= Sosamsin =

Household deity in Korean mythology
Sosamshin is a Gashin, or household deity, in Korean mythology. As her name reveals, she is the goddess of the birth of cattle, just as Samshin is the goddess of human birth.

== Etymology ==
In the Korean language, So refers to cattle.'Samshin' is the birth goddess for the humans. 'Sosamshin' is a joining of these two words.

== Worship ==
Mostly, Sosamshin was worshipped as Gungeong. The term Gungeong refers to the worship of a deity without a particular ritual, venerating them only in the mind.
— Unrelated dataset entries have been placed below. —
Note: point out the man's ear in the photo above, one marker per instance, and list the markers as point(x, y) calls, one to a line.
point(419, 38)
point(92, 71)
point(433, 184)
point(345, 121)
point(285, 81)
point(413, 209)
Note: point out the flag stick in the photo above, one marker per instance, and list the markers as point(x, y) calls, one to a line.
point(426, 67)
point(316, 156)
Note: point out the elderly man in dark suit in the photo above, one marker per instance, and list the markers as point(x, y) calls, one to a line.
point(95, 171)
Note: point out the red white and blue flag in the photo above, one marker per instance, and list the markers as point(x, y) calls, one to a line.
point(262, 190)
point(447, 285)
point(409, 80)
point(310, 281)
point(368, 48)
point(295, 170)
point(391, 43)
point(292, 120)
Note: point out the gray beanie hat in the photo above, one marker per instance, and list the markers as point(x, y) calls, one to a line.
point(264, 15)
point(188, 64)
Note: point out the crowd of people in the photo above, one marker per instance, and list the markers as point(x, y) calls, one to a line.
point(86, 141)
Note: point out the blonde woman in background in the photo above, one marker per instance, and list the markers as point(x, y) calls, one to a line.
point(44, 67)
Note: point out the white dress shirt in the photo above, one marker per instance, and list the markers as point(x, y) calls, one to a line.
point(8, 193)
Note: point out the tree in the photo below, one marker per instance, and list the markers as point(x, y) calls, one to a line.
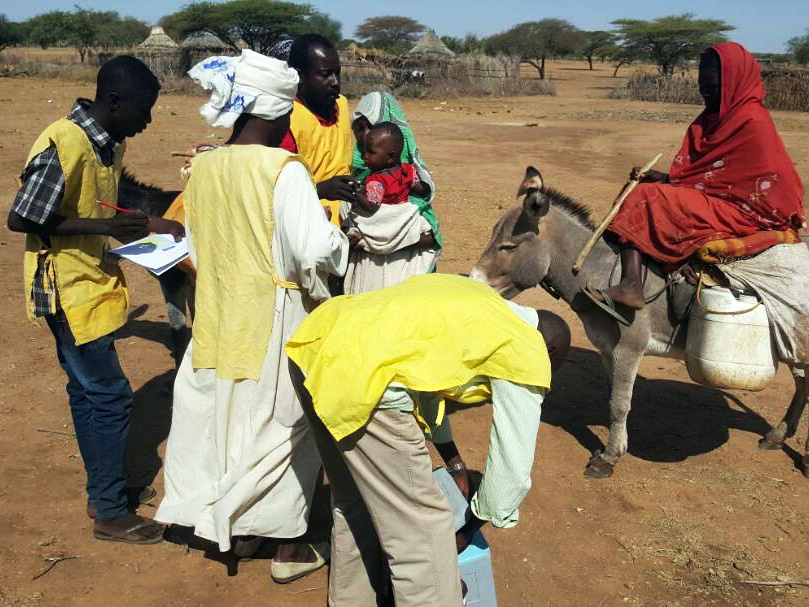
point(535, 41)
point(799, 48)
point(669, 41)
point(391, 33)
point(594, 43)
point(452, 43)
point(260, 24)
point(469, 44)
point(327, 27)
point(49, 29)
point(85, 30)
point(10, 33)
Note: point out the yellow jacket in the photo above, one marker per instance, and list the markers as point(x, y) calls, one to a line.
point(325, 149)
point(229, 213)
point(91, 290)
point(432, 333)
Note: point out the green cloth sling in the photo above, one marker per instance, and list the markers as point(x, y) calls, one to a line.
point(391, 111)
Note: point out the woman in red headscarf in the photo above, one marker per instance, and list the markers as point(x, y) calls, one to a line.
point(731, 178)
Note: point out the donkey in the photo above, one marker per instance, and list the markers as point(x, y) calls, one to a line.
point(175, 284)
point(536, 243)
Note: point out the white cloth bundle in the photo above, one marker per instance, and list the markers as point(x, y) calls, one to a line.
point(248, 84)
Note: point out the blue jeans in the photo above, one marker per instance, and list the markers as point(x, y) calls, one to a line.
point(101, 404)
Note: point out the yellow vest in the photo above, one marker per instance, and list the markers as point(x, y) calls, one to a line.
point(431, 333)
point(92, 292)
point(325, 149)
point(229, 211)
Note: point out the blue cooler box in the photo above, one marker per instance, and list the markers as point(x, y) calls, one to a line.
point(475, 564)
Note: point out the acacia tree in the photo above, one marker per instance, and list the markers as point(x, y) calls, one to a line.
point(390, 33)
point(669, 41)
point(799, 48)
point(49, 29)
point(260, 24)
point(85, 30)
point(535, 41)
point(10, 33)
point(596, 42)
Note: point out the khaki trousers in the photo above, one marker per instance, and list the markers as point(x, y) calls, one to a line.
point(385, 502)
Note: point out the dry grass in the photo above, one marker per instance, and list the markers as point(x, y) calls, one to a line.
point(654, 87)
point(468, 76)
point(787, 89)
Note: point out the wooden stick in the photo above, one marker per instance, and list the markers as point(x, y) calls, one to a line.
point(56, 432)
point(786, 583)
point(55, 560)
point(628, 187)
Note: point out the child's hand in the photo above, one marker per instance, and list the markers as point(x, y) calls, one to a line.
point(341, 187)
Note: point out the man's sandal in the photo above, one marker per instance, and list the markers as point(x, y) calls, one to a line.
point(135, 533)
point(146, 495)
point(284, 573)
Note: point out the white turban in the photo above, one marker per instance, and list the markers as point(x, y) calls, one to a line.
point(248, 84)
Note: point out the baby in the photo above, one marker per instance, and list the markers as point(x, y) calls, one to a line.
point(390, 181)
point(391, 239)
Sosamshin was properly worshipped in only the four days before and after the birth of a cattle. If a cow was pregnant, the family held a feast to Sosamshin in the stable, asking the deity to aid the cow in her delivery. Clear water was sacrificed to Sosamshin. When a cow was having delivery, the family sacrificed steamed rice, other dishes, and dirty water to Sosamshin. The sacrifice was then fed to the cow.
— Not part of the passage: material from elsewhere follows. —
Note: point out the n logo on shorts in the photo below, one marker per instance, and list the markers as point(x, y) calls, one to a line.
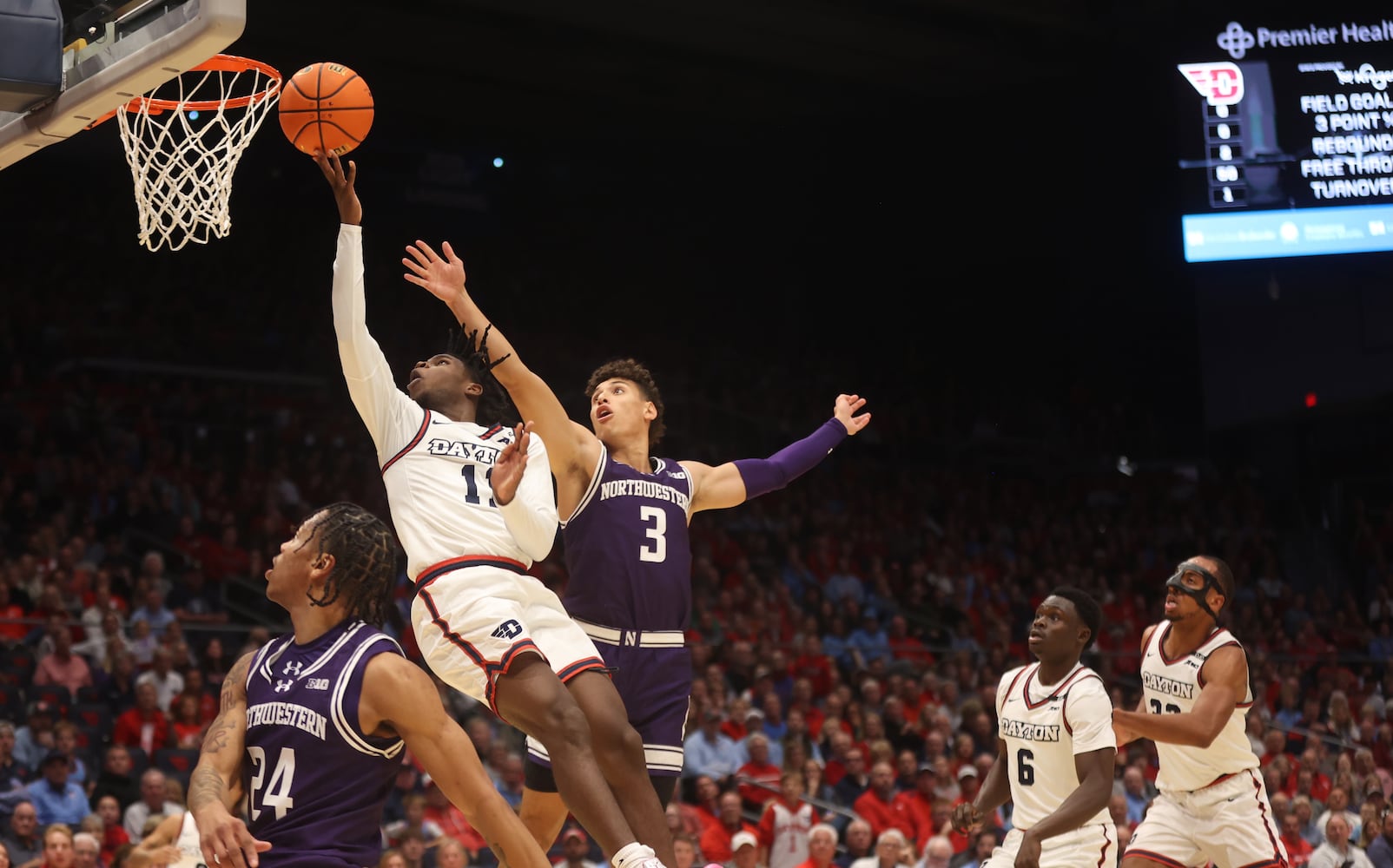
point(507, 630)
After the delivery, ropes were knotted leftwards. Paper were hung on the ropes, and the ropes were stretched across the door or the stable. For four days after the delivery, people who had entered a house where someone had recently died, seen something dead, or had said something bad about the newborn cattle were forbidden to enter the house, as it was believed that if such a person came into the house, the mother would not nurse the young cattle. If the newborn cattle acted strangely, a shaman read out an incantation.

Im Gangwon region, 'San' or 'Guneung' is god of cattle. San and Guneung is similar to Sosamsin. Most of San and Guneung are in front of the stables where the cattle are located, and when the cattle is sick or trying to give birth to a baby, house owner pray in front of San and Guneung.